As we walked along, ever vigilant for the Kamikaze cyclists, we were surprised to see that most of the shops weren’t open. Wouldn’t you know it? My only full day in the city and it was a National Holiday. The streets in this business sector were all but deserted at mid-morning. As we trudged along, we noticed the different buildings and stores. Narrow streets reminded me of Stockholm and Quebec City. The farther we walked, the more we saw signs of life appear. Several cafes with streetside seating areas were opening up for the day, while others stores were closed, secured behind the typical big-city steel gates. Too bad! I really wanted to visit the “Wunderwear” store!
This small snack place was doing a steady business with danish pasty almost flying off the counters.
As we walked along, I was reminded by more than one storefront that LEGO was developed in Denmark. My grandson would’ve loved the chance to play with some of these giant toys! Imagine royal guards four feet tall. It’s enough to make a seven-year-old Lego fan drool. And don’t even get me started on some of the other incredible constructions they had, which included a ten-foot dragon suspended from the ceiling. Sadly, because the store was closed, we couldn’t even get the free toy they were giving away. He’d have loved building that cute little bird or anyone of the sets below!
We continued walking along the street, admiring the various cafes and stores. Some cafes were hidden away in courtyards like this one. What a name–Royal Smushi Cafe! While others were getting ready for the lunch crowd.
You have to admire the ingenuity of some owners–Fish and Kiss? Le President Bistro? Do you see the blankets on the chairs? All the outdoor restaurants had them–and heaters–for their patrons’ comfort. What a neat idea!
As we moved along the street, still heading toward the water, we passed a subway station. From the clothes the native Copenhagen residents are wearing, you can see it was a cool morning. In the background a Chinese restaurant gets a makeover, something else we saw a lot of. Not only are there new buildings under construction, but the older buildings are constantly maintained and restored as necessary. I love the imperial lions on this office building’s small balcony.
While my hubby and I walked at least three times a week, nothing prepared us for walking on cobblestones for miles. In all honesty i can say when this holiday ended, I was and am in far better shape than I’ve been in years. Scandinavian people enjoy being outside and exercising–whether it’s walking or biking. Have a look at this parking lot! We saw dozens just like it. I’ve never seen so many bikes in my entire life! There are some there you can rent with a credit card. Sadly, my cycling days are over–let’s be truthful, they’ve been over for years!
As we moved past the bikes, we watched street vendors setting up their stalls, tables, and trucks for lunch.

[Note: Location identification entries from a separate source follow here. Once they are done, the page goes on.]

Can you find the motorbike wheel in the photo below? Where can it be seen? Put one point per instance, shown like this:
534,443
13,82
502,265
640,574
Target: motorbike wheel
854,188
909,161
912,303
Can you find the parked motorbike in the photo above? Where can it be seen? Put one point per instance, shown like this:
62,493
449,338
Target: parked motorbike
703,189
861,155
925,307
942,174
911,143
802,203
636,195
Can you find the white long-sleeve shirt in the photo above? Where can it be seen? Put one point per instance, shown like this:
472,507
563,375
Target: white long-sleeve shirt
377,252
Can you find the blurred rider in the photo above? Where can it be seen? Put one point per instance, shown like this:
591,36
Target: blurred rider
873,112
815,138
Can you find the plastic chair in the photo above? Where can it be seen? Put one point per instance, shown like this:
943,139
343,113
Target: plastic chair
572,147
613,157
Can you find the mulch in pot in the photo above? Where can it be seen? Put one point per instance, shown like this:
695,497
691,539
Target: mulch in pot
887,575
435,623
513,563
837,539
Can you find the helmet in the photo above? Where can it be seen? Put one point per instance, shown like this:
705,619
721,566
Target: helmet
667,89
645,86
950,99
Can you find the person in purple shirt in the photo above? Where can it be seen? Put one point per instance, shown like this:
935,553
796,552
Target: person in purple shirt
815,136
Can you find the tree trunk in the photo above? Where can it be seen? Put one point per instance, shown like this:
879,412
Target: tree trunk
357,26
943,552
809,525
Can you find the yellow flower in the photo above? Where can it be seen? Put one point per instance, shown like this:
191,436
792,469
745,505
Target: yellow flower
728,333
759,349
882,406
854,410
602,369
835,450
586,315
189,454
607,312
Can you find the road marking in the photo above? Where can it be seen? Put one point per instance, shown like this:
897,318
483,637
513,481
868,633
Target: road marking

Some had music blaring. The food smelled fantastic, but we had other plans! We were on our way to take a canal cruise.
The one thing I love to do is to be on the water, and canal/river cruises give you a new and unique perspective. Our Copenhagen cards covered the cost of the cruise which would’ve been about 16 USD. Below are a selection of images taken from the cruise.

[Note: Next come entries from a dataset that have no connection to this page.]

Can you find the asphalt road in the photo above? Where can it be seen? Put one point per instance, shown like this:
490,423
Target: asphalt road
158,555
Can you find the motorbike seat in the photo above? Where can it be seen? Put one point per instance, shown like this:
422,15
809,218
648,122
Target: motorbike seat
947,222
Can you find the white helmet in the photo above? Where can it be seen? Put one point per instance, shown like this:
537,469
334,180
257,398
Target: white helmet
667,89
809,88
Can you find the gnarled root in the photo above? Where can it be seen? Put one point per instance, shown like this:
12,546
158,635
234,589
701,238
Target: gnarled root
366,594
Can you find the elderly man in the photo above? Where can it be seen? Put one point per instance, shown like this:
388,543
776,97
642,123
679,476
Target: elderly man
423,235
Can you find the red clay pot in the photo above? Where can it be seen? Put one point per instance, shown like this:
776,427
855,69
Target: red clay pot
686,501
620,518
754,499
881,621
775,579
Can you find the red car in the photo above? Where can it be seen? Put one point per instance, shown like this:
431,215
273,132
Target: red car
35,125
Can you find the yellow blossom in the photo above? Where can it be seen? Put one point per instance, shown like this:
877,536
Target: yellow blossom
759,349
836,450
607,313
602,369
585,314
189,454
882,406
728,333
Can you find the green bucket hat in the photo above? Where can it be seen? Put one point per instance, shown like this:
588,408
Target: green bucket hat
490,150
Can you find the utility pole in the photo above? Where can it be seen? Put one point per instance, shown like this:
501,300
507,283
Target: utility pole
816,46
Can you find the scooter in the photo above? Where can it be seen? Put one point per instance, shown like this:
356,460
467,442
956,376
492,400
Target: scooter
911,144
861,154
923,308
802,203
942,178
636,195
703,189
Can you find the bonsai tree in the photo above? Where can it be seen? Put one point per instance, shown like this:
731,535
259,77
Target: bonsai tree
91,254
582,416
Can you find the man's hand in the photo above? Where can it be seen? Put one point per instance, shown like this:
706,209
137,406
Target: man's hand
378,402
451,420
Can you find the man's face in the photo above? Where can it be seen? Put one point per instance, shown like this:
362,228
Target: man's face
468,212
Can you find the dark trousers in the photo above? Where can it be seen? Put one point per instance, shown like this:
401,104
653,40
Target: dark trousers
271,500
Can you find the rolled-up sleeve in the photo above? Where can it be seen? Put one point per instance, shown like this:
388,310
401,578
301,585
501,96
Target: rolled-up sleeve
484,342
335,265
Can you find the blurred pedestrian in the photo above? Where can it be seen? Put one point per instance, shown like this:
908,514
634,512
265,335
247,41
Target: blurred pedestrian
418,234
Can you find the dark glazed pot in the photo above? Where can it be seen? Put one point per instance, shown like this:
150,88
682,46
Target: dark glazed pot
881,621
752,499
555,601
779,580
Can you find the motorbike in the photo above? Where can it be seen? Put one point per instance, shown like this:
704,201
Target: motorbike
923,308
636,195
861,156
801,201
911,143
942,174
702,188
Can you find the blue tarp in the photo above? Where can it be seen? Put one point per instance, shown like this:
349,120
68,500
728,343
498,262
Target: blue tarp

There were several bridges under which we had to pass, some so narrow you could touch the side. The tour guide was constantly asking people to sit down. The Danish military ship’s claim to fame was that the last time it fired its guns, it did so accidentally at a series of warehouses on shore and set fire to them. OOPS! The cruise ship in the distance is the one we’d take the following day.
Well, that’s it for the morning of the 16th. When the cruise ended, we opted for lunch. It was cool and misty, so we chose to eat indoors at a busy little pub called The Dubliner. The food was fantastic. Out Scottish waitress did her best to make us feel at home. The beer was cold, the food delicious, but be warned–the portions are HUGE!.